I knew he was going to butt in front of me. Knew it. I waited for it, was ready for it, and dealt with it accordingly.
(This constitutes 'drama' and 'confrontation' in my life in Phnom Penh.)
I'm used to 'cultural differences'. Living in Japan for four years was a megaton-level wake-up call for this Ontario small-city boy as to the convoluted societal regulations inherent in a millienia-old society. To even begin to list the intricacies of Japanese dos and don't would take pages, possibly volumes. Irritating, yes. Annoying as hell, sure. Comprehensible? Sometimes. But after awhile I grinned and bore it. There was nothing else to do. Especially because they were, and are, so damn polite about everything -- and really, how angry can you get at somebody for being too nice?
Things are not quite as a complex here in Cambodia. Don't get me wrong. I don't begin to understand much, if anything, of what Cambodia is truly like, even after living here for two years. (Think about it -- do you really, truly understand your hometown, let alone your country? Can you even figure out what the rationale behind what occurs at your local Wal-Mart? Trying to do psychoanalysis on a Southeast Asian country just doesn't cut it.) Cambodian people are a lot more, well, open than the Japanese. (Which is not a value judgement, by the way.) They smile and laugh and get pissed off quite easily and openly. You may not always know where you stand with them, but you know where you don't stand. If that makes sense.
But there are some things about Cambodian life I still haven't quite gotten the handle on. Pissing in the street, fine. No big deal. Refusing to admit that they don't understand something, even though they say they do -- got it.
And yet, time and time again, month after month, I'm baffled by this:
Standing in line at a convenience store. Waiting for my change at a grocery shop. And here comes a Khmer, stepping in right in front of me.
I don't mind if people don't see me, are half-asleep, are blind, whatever. Sometimes mistakes are made. And I'm not sure if this is strictly a 'foreigner' thing, though I doubt it, because I've seen the same thing happen at the snack shop on the Cambodian-Vietnam border, where a Cambodian dude just blatantly ignored the long line, took out a dollar bill, and walked to the counter, waving it in the air like a bullfighter taunting his animal.
But it happens all the time. People just walking right on by me and placing their goods down and generally ignoring me.

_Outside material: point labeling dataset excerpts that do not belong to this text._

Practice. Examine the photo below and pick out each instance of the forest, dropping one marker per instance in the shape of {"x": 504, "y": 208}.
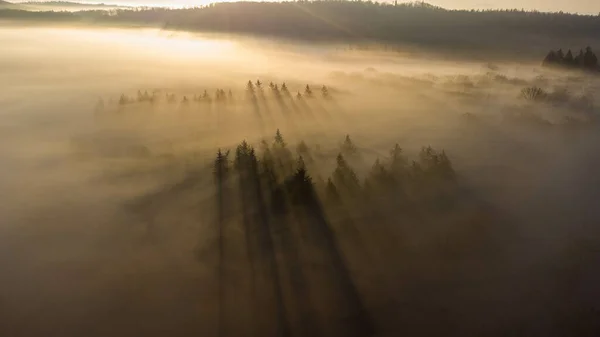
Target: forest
{"x": 418, "y": 24}
{"x": 586, "y": 61}
{"x": 165, "y": 182}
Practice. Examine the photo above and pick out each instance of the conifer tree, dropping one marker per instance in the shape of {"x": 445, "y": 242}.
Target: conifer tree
{"x": 344, "y": 176}
{"x": 325, "y": 92}
{"x": 307, "y": 91}
{"x": 348, "y": 148}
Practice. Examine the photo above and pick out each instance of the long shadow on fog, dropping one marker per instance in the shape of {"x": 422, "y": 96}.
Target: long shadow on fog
{"x": 339, "y": 298}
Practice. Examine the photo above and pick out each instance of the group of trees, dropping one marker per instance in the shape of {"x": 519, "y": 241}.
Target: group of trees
{"x": 355, "y": 21}
{"x": 277, "y": 91}
{"x": 584, "y": 60}
{"x": 220, "y": 95}
{"x": 288, "y": 171}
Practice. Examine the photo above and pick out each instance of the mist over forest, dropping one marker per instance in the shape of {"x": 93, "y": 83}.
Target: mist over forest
{"x": 494, "y": 34}
{"x": 244, "y": 170}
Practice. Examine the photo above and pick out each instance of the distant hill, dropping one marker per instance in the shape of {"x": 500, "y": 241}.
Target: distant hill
{"x": 493, "y": 33}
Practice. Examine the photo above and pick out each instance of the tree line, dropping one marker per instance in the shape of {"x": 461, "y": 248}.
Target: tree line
{"x": 353, "y": 21}
{"x": 584, "y": 60}
{"x": 295, "y": 223}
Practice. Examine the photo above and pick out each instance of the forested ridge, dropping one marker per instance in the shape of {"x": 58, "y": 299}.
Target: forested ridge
{"x": 413, "y": 23}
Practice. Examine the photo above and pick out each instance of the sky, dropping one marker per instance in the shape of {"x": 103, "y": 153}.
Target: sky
{"x": 574, "y": 6}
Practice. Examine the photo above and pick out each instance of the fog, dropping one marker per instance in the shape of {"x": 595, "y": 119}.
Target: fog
{"x": 107, "y": 208}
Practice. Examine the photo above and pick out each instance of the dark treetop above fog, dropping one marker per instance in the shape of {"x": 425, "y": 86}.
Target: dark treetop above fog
{"x": 420, "y": 24}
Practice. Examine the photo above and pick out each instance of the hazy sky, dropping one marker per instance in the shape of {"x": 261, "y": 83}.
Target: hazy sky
{"x": 579, "y": 6}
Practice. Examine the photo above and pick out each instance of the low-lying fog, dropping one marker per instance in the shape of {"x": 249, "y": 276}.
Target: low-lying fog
{"x": 79, "y": 256}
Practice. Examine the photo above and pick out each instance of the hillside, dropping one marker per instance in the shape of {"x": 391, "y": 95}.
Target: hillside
{"x": 503, "y": 33}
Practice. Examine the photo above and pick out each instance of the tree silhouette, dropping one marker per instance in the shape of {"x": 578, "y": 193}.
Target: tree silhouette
{"x": 569, "y": 60}
{"x": 325, "y": 92}
{"x": 398, "y": 162}
{"x": 590, "y": 61}
{"x": 344, "y": 177}
{"x": 348, "y": 148}
{"x": 307, "y": 91}
{"x": 221, "y": 166}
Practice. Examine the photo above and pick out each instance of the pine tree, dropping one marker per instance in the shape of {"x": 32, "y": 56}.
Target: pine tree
{"x": 569, "y": 60}
{"x": 590, "y": 61}
{"x": 331, "y": 192}
{"x": 221, "y": 165}
{"x": 344, "y": 177}
{"x": 348, "y": 148}
{"x": 307, "y": 91}
{"x": 398, "y": 162}
{"x": 325, "y": 92}
{"x": 279, "y": 139}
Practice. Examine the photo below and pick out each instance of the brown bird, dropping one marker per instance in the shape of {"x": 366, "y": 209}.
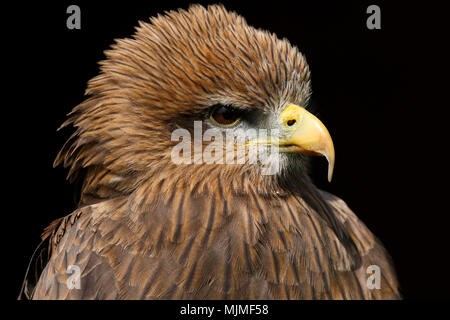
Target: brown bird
{"x": 148, "y": 227}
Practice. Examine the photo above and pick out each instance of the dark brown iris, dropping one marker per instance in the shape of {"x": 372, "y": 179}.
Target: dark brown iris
{"x": 225, "y": 116}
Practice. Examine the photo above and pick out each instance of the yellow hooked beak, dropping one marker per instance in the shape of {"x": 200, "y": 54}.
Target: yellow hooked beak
{"x": 306, "y": 134}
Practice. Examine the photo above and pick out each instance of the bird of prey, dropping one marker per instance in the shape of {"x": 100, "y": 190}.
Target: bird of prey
{"x": 147, "y": 227}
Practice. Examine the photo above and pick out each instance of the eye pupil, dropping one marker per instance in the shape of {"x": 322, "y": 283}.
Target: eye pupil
{"x": 225, "y": 115}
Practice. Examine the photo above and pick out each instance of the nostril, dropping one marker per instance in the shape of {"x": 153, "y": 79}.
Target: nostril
{"x": 291, "y": 122}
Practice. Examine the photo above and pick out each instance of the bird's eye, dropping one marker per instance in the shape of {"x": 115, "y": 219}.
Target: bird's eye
{"x": 225, "y": 116}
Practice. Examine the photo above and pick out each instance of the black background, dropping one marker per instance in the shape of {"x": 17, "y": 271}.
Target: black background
{"x": 381, "y": 93}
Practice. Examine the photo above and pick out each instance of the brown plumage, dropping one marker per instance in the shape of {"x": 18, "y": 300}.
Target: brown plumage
{"x": 147, "y": 228}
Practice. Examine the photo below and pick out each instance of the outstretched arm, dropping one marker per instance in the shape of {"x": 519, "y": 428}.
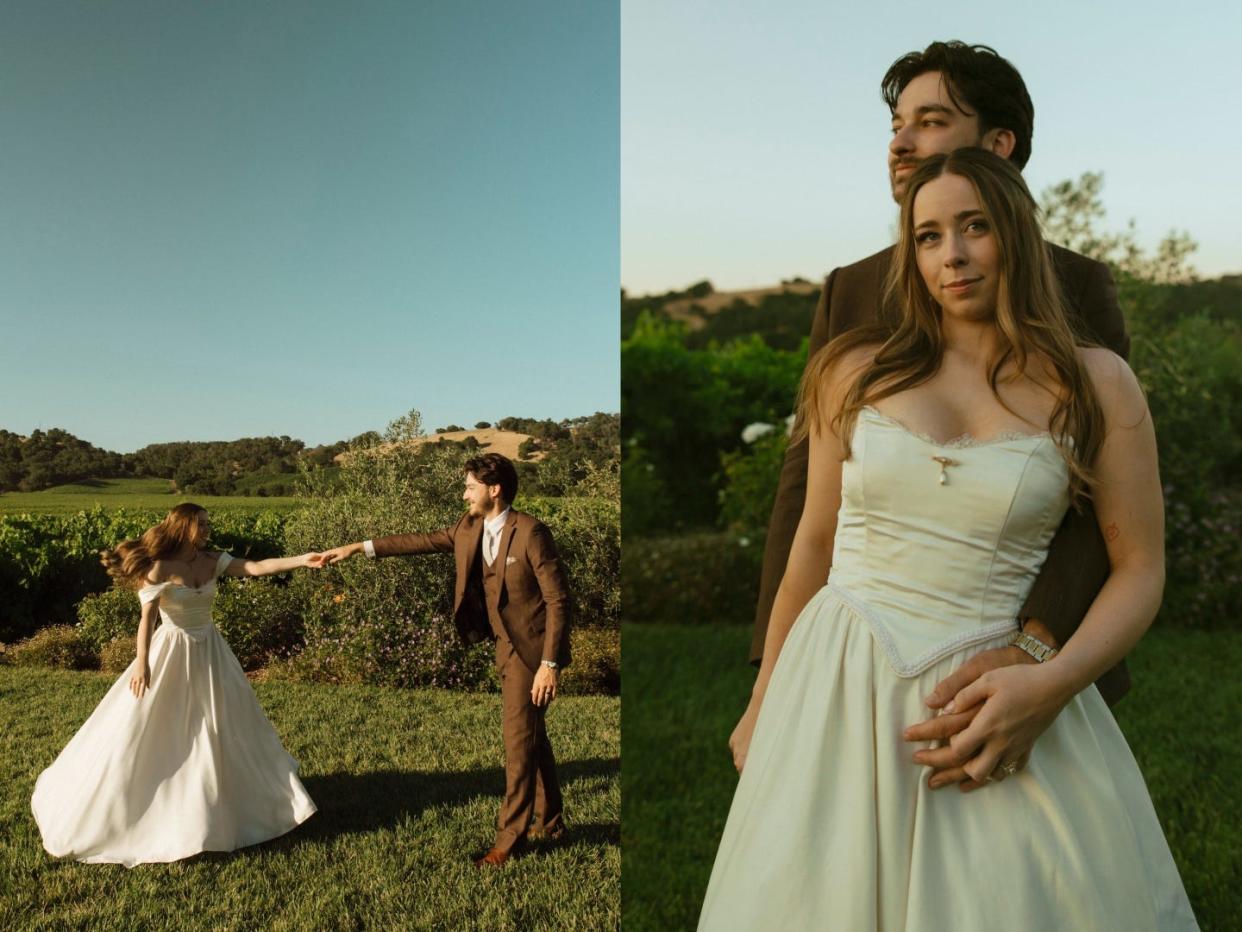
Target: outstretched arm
{"x": 1015, "y": 705}
{"x": 266, "y": 568}
{"x": 394, "y": 546}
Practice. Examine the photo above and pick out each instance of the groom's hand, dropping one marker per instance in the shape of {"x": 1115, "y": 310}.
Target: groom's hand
{"x": 334, "y": 556}
{"x": 948, "y": 763}
{"x": 544, "y": 687}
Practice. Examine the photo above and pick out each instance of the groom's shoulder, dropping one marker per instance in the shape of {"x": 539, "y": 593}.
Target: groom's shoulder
{"x": 866, "y": 270}
{"x": 1074, "y": 266}
{"x": 530, "y": 526}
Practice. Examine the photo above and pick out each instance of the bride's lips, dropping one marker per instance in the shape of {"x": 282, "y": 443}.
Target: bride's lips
{"x": 960, "y": 286}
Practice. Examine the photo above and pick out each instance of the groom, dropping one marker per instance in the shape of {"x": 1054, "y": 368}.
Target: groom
{"x": 949, "y": 96}
{"x": 511, "y": 588}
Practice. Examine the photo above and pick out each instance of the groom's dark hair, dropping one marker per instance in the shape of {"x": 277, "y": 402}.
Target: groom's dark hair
{"x": 979, "y": 81}
{"x": 496, "y": 470}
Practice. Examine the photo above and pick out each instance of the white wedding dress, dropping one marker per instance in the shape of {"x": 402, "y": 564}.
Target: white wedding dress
{"x": 832, "y": 825}
{"x": 193, "y": 766}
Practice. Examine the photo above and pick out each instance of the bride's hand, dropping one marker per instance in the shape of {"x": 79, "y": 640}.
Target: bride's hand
{"x": 140, "y": 680}
{"x": 739, "y": 742}
{"x": 1016, "y": 705}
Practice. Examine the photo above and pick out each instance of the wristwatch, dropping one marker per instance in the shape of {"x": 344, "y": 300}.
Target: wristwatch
{"x": 1032, "y": 645}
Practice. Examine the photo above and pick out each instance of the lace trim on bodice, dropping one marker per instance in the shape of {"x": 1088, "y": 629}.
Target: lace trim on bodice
{"x": 961, "y": 441}
{"x": 888, "y": 644}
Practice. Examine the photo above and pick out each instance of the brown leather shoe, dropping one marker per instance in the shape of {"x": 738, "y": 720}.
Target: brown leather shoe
{"x": 494, "y": 858}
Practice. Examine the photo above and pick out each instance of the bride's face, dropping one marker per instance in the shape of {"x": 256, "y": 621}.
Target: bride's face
{"x": 955, "y": 247}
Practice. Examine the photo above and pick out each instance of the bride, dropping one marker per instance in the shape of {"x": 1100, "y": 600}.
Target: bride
{"x": 943, "y": 456}
{"x": 178, "y": 757}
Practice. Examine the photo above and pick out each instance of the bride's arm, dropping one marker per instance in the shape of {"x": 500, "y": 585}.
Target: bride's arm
{"x": 142, "y": 676}
{"x": 265, "y": 568}
{"x": 1021, "y": 701}
{"x": 1129, "y": 506}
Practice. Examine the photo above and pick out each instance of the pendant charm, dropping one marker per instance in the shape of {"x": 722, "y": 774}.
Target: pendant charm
{"x": 944, "y": 462}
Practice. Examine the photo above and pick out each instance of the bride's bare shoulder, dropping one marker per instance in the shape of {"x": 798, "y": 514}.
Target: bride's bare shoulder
{"x": 1117, "y": 387}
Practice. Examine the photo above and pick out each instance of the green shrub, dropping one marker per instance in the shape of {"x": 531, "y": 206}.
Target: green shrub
{"x": 596, "y": 667}
{"x": 55, "y": 646}
{"x": 49, "y": 563}
{"x": 750, "y": 479}
{"x": 702, "y": 578}
{"x": 118, "y": 654}
{"x": 260, "y": 619}
{"x": 108, "y": 614}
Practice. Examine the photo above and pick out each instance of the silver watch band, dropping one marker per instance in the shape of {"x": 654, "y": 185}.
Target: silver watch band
{"x": 1032, "y": 645}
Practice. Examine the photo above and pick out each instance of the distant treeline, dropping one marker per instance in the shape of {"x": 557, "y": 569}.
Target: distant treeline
{"x": 270, "y": 465}
{"x": 783, "y": 319}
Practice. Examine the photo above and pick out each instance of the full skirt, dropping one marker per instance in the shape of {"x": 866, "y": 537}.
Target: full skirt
{"x": 832, "y": 824}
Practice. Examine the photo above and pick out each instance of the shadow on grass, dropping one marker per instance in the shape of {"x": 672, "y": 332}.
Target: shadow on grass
{"x": 357, "y": 803}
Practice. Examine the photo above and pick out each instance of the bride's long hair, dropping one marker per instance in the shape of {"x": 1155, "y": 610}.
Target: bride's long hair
{"x": 1031, "y": 319}
{"x": 131, "y": 561}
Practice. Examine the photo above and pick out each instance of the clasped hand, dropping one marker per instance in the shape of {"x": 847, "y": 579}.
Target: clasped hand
{"x": 327, "y": 558}
{"x": 991, "y": 711}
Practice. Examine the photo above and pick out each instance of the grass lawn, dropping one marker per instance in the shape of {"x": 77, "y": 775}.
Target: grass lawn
{"x": 407, "y": 783}
{"x": 133, "y": 493}
{"x": 686, "y": 687}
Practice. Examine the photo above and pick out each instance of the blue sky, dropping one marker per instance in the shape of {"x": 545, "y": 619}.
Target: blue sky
{"x": 239, "y": 219}
{"x": 753, "y": 134}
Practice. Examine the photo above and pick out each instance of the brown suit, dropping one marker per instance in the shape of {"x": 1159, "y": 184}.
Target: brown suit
{"x": 522, "y": 600}
{"x": 1077, "y": 563}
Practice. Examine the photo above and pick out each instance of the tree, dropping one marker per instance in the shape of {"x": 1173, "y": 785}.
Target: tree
{"x": 1071, "y": 211}
{"x": 409, "y": 426}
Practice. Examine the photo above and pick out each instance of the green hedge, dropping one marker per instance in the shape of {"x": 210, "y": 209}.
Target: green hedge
{"x": 49, "y": 563}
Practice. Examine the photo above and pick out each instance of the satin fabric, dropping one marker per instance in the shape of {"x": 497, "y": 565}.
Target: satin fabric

I honestly don't get it. Do they think that because I'm a foreigner and they're a Khmer citizen that lines are thus not for them? I know that, in general, most Cambodians don't really follow the whole 'line' thing -- but how can you just cavalierly sidestep someone who's directly in front of you?
So this particular time, the other night, at BB World, after ordering my #1 combo, I refused to back down.
A young Cambodian kid, in a rush, was coming up behind him. He brushed by me and literally pushed me aside with his shoulder and shouted out his order.
I, feeling royally ticked off and pleasantly pleased that my prediction had come true, pushed him back, slightly, with my own shoulder, a move I have not made on anyone since I used to (attempt to) bodycheck people during hockey games all those moons ago.
A sheepish grin.
He knew he'd been caught red-handed in the act. (Khmers tend to smile and grin nervously whenever they're nervous, unsettled, embarrassed or ashamed.) I was left alone to finish my order in peaceful bliss.
I felt vindicated. I felt stupid for feeling vindicated.
And yet, I suppose it's alright, this peeve of mine. In this sense: in a world of terrorism run amok, where people are willing to maim each other and kill each other because they disagree with somebody's principles and way of life, I suppose there's some small form of comfort in the fact that the biggest criticism I can think of regarding living in Cambodia is the fact that people sometimes butt ahead of me in line. In today's world, in fact, I suspect a minor infraction like that could even be deemed somewhat, well, quaint.